Lastly, and maybe I’m guilty of unfairly characterising the nation’s geriatricians; their prevailing stereotype of a falls-related TBI is someone demented – or dementing – in residential aged care. And the prevailing attitude of some of them; what’s a little TBI on top of their Alzheimer’s? It’s all just age-related brain “failure”. In fact, while the rate of falls in residential aged care is much higher, the majority of them occur in the community, in the home. And what might be a “little” TBI for an 18 year-old will be much more than that for someone in their 80s. The research indicates that with every additional 10 years of age at injury, the odds on a poor outcome from TBI increase by 40% to 50%.

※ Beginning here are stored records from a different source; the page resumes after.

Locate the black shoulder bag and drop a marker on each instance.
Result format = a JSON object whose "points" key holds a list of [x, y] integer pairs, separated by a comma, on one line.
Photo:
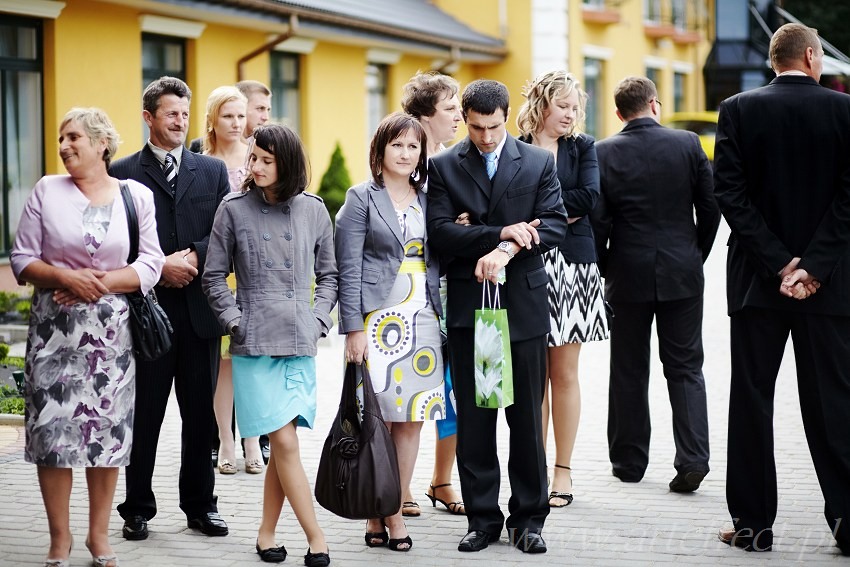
{"points": [[148, 322], [358, 471]]}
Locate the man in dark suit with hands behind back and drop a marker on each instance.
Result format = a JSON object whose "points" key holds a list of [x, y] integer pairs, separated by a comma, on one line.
{"points": [[513, 198], [783, 183]]}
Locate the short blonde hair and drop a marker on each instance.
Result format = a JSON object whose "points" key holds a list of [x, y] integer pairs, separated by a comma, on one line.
{"points": [[540, 93], [218, 98], [98, 127]]}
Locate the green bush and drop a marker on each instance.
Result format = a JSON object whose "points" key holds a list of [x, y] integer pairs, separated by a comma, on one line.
{"points": [[12, 405], [23, 308], [8, 300], [335, 182]]}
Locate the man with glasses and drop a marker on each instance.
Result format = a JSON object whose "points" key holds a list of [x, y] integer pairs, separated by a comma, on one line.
{"points": [[651, 251]]}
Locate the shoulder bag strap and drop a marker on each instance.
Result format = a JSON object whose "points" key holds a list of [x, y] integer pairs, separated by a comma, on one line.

Brain Injury Australia’s (initial) ambitions are always modest – the mere mention of TBI alongside other injuries as a falls risk. Australia, like the rest of the developed world, is facing a “perfect [demographic] storm” that will likely result in increasing rates of falls-related TBI – the combined effect of policies around “active ageing” and “ageing in place” with increased life expectancy and enhanced survivability from injury (due to improvements in acute care). The United States’ Centers for Disease Control has read the writing on the wall and is currently engaged in an awareness campaign targeting TBI in “seniors”. And most falls, and falls-related TBI, are highly preventable as is “secondary” TBI from bleeding on the brain. For instance, men and women can be convinced that, at age 75 or 85, climbing a ladder to clear gutters may not be as smart as when they were 45 or 55. Residential aged care facilities and hospitals can be convinced to make “did you hit your head?” the first question asked of the fallen, from which all other assessment and management proceeds.